Check the temperature of your brew is between 18°C and 26°C then add the yeast and stir in.
Fit the lid tightly to the bucket and insert the handy airlock into the whole in the lid (add a little water into the bubbler)
Step 7. Fermentation
Fermentation usually only can take place between 18°C and 26°C so please ensure your brew stays between these temperatures throughout the entire fermentation process.
After around 5 days any froth will have sunk to the bottom of the container and the gravity can be checked again. When you have two unchanged readings over two consecutive days the beer will be ready for bottling or barrelling.
Write down the Final Gravity Reading.
If you want to add beer finings at this point, you can. Leave for another 24 hours before moving on to the next stage if you do. However, beer finings are not particularly necessary for a beginner.
Step 8. Checking the strength of the beer
The strength of the beer is calculated using the Original Gravity Reading (from Step 3) and the Final Gravity Reading. There is a handy homebrew alcohol calculator here to help with this.

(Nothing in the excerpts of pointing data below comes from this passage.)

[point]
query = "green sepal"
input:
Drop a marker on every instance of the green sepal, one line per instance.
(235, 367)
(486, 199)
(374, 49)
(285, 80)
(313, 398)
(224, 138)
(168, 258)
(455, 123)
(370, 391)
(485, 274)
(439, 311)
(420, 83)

Step 9. Transferring to Bottles or a Pressure Barrel
Transfer the beer to bottles using a syphon tube, being careful not to disturb any of the sediment. Or using a bottling tap and stick (if using the Complete Starter Kit with Bottles). Add around 80g of sugar to prime a barrel. If bottling, use 1 teaspoon of sugar per 500ml bottle or 2 carbonation drops.
Keep your beer in the warm for 4 days, this will allow secondary fermentation to take place which will carbonate within the sealed barrel or bottles.
Leave to stand for approximately 2 weeks for the beer to condition and clear before drinking.